米大統領選で銃規制に積極的な民主党のバラク・オバマ候補が当選したことを受け、銃規制が厳しくなると不安に感じた人々が銃の購入に走っている。大統領選後、全米の銃器店で売り上げが増加し、前年と比べて2~3倍となった店舗も出ている。……銃の販売量増加を強く実感しているのは、コロラドやオハイオ、コネティカット、ニューハンプシャー各州の販売店。いずれも、民主党政権下で、銃規制が強化されることを懸念している。

■金融危機で不景気の嵐が吹き始める中で、震源地の米国内では銃器だけが妙に売れているという話が有りましたが、てっきり人種差別の暗い歴史を思い出した連中が「万が一」を考えて武装し始めているのかと思っていましたが、オバマ候補の公約が原因だったのですなあ。8歳のガキンチョでも器用に銃を扱って大人二人を連続して射殺できるような国ですから、とても日本人からは想像も出来ない感性を持つ人が多いようです。自分の身は自分でしっかり護るのが鉄則とされている国ですから、「念のため」に家の何処かに拳銃の一丁や二丁は置いている場合が多いのは米国で少し暮らした経験のある人なら分かっている事ではありますが……。

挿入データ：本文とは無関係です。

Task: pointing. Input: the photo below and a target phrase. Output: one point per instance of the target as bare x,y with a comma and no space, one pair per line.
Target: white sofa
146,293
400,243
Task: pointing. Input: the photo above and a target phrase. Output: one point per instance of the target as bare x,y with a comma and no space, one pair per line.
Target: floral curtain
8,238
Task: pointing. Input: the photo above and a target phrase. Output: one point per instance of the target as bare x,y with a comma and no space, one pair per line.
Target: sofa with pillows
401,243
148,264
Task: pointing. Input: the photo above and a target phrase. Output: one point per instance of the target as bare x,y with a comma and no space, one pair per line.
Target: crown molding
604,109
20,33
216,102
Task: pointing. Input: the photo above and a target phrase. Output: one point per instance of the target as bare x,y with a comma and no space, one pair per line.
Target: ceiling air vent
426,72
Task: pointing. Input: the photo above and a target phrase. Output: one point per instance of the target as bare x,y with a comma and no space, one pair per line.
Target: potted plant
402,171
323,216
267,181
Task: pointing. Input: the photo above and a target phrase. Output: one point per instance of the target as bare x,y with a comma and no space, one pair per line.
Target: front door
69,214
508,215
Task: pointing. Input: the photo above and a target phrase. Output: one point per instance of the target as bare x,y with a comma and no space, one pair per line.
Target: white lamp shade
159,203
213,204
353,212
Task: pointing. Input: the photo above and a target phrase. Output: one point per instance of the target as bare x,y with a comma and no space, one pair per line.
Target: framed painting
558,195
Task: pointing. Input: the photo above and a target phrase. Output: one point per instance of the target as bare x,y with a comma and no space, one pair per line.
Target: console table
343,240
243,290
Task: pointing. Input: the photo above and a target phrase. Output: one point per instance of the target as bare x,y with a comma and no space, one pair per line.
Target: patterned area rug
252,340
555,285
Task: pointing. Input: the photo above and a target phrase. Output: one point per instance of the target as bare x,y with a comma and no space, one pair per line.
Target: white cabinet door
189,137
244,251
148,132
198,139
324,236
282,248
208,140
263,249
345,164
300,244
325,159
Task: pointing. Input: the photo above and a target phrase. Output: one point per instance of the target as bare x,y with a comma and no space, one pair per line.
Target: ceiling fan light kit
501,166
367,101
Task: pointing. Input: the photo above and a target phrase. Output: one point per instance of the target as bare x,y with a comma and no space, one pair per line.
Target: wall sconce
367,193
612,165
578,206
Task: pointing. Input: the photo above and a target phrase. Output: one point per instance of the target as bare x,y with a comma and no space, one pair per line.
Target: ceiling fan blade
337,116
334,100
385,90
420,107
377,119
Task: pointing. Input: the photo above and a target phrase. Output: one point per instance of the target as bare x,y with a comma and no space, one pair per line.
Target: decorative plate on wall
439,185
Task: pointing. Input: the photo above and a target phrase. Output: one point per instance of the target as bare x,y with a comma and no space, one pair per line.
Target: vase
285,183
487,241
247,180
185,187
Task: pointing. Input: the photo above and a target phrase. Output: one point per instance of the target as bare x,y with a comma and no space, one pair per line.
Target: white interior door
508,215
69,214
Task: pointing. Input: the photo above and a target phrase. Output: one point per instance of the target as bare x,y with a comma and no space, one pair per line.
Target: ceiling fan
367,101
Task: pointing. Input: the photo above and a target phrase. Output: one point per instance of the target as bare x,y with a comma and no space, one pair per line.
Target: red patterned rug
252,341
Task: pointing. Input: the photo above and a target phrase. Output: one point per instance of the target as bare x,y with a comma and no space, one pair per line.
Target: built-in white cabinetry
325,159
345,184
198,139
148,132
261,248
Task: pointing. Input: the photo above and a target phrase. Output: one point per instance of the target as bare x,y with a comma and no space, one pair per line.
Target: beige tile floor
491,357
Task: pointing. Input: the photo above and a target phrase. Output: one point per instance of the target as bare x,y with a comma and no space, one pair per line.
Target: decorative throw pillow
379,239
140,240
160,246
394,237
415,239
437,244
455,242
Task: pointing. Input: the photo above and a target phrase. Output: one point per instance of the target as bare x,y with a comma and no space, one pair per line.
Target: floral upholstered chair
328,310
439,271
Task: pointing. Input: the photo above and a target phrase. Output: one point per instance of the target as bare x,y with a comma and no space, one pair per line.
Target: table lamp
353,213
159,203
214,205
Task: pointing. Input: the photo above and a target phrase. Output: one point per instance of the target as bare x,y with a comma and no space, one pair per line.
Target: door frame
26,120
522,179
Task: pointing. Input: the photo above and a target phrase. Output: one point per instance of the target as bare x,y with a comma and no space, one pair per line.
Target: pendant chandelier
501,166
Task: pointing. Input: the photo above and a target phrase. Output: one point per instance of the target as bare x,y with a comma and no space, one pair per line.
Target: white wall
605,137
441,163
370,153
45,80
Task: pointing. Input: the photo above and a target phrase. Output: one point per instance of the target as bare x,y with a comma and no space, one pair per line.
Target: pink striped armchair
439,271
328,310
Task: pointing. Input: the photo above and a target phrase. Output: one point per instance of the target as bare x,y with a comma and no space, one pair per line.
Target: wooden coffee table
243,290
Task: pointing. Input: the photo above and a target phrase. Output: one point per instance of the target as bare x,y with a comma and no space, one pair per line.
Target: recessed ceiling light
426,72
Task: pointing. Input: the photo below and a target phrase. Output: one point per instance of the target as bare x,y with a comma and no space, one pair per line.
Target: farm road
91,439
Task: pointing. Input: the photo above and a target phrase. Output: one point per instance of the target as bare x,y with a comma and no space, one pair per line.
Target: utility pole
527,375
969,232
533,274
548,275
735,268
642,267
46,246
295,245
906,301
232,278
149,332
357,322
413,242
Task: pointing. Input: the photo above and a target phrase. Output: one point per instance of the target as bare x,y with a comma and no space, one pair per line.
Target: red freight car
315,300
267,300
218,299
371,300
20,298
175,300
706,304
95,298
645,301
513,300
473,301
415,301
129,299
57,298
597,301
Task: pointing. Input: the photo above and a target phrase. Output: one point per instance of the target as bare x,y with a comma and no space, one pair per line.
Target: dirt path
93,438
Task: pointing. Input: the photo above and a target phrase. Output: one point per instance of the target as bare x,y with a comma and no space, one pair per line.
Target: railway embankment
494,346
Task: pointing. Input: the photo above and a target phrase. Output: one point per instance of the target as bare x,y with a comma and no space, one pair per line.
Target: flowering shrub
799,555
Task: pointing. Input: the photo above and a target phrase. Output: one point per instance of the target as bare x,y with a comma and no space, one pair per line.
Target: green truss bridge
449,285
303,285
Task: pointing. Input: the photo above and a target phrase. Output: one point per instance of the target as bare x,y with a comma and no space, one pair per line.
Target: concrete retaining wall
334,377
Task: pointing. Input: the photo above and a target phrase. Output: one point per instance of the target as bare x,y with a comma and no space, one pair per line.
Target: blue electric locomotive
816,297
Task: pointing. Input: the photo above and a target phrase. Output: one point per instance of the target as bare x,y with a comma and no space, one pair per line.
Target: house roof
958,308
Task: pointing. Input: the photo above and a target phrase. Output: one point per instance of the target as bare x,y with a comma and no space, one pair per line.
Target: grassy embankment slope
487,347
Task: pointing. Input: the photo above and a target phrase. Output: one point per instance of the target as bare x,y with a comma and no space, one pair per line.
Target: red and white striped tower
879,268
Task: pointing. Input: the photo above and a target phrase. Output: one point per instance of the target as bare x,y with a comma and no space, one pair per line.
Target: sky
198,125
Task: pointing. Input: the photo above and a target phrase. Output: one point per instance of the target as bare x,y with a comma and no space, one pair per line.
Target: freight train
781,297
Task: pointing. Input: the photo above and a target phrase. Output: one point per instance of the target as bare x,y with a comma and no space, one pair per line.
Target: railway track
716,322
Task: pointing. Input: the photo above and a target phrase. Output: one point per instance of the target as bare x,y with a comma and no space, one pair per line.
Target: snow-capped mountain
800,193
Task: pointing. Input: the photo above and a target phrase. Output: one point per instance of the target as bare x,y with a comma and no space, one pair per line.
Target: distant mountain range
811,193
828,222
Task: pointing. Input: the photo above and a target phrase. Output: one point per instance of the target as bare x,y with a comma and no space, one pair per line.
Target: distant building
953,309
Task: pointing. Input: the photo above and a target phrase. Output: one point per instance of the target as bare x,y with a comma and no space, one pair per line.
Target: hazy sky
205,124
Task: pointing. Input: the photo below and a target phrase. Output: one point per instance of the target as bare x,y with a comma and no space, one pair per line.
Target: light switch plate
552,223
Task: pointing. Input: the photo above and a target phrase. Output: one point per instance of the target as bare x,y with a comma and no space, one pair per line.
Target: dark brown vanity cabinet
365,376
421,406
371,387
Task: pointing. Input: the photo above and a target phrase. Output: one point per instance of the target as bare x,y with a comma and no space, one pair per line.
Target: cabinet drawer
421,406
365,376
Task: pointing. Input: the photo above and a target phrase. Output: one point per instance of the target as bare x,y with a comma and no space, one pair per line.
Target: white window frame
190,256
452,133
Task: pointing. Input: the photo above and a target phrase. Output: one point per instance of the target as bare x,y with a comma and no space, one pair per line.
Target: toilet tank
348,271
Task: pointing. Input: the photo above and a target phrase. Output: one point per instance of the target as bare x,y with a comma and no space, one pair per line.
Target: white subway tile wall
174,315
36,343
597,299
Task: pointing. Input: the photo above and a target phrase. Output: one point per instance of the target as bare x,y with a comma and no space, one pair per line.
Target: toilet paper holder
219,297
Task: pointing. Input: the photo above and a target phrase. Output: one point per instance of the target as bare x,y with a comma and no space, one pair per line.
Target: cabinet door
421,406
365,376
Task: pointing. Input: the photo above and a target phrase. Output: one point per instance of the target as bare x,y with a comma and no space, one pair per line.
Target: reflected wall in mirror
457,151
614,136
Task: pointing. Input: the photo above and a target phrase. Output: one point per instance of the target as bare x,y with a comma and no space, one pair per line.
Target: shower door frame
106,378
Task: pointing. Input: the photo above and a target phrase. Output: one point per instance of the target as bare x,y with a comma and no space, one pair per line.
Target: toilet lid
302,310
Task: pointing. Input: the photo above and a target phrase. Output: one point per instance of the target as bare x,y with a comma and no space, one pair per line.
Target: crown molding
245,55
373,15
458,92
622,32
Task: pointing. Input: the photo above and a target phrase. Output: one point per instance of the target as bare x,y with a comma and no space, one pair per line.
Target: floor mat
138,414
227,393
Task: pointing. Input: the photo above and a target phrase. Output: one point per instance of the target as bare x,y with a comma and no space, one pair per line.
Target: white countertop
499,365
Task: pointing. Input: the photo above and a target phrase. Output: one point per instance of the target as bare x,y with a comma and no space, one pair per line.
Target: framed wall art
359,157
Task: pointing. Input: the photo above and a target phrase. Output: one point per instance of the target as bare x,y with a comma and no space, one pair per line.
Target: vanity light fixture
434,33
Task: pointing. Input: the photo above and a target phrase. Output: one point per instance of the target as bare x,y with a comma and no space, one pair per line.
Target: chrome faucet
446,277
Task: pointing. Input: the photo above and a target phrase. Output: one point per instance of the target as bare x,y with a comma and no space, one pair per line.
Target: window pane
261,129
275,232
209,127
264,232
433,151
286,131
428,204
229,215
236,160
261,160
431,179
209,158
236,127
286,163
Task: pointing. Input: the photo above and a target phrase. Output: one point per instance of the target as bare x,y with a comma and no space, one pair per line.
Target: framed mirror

銃規制についてオバマ氏はこれまでに、購入者の身元確認強化を挙げているほか、「常識的な基準」を設置したいと述べている。これに対し、銃規制に反対する全米ライフル協会(NRA)は、「オバマ氏は銃器類に課税する考えを支持している」と強く反発している。

■出ました!ライフル協会!民兵組織に関する修正憲法の一文を意図的に拡大解釈して世界一の銃社会を作り上げている組織。マイケル・ムーアの出世作となった『ボーリング・フォー・コロンバイン』で当時の会長だったチャールトン・ヘストンが晩節を汚す遺影を残してしまったのでも有名であります。羊飼いの杖を持っているモーゼさながらに、ライフル銃を掲げて吠えていた姿も記録に残ってしまいましたなあ。


一方、米連邦捜査局(FBI)によると、11月3日から9日までの1週間に寄せられた、銃器購入者の身元確認や過去調査を実施するよう求める要望は、37万4000件に達したという。この数は昨年同期から比べて49%増で、多発する銃犯罪を多くの米国民が憂慮しているようだ。
11月12日 CNNニュース

■今年のハロウィーンでの少年が射殺されたというのに、どうしても銃を手元に置いておかないと不安な人が多いようです。銃の規制と言っても所持を禁止する事などは思いもよらず、単なる身元確認を購入者に求めるだけでも大騒ぎであります。まあ、日本の銃規制も穴だらけだと分かってしまったので、平和な日本を過大に誇るわけにも行かないのですが……。何にしても「大統領暗殺」などという巨大な活字が一面に掲載された新聞などは見たくないと願うばかりで、どうしても暗殺犯人になりたい!という志願者が出て来ないように祈りましょう。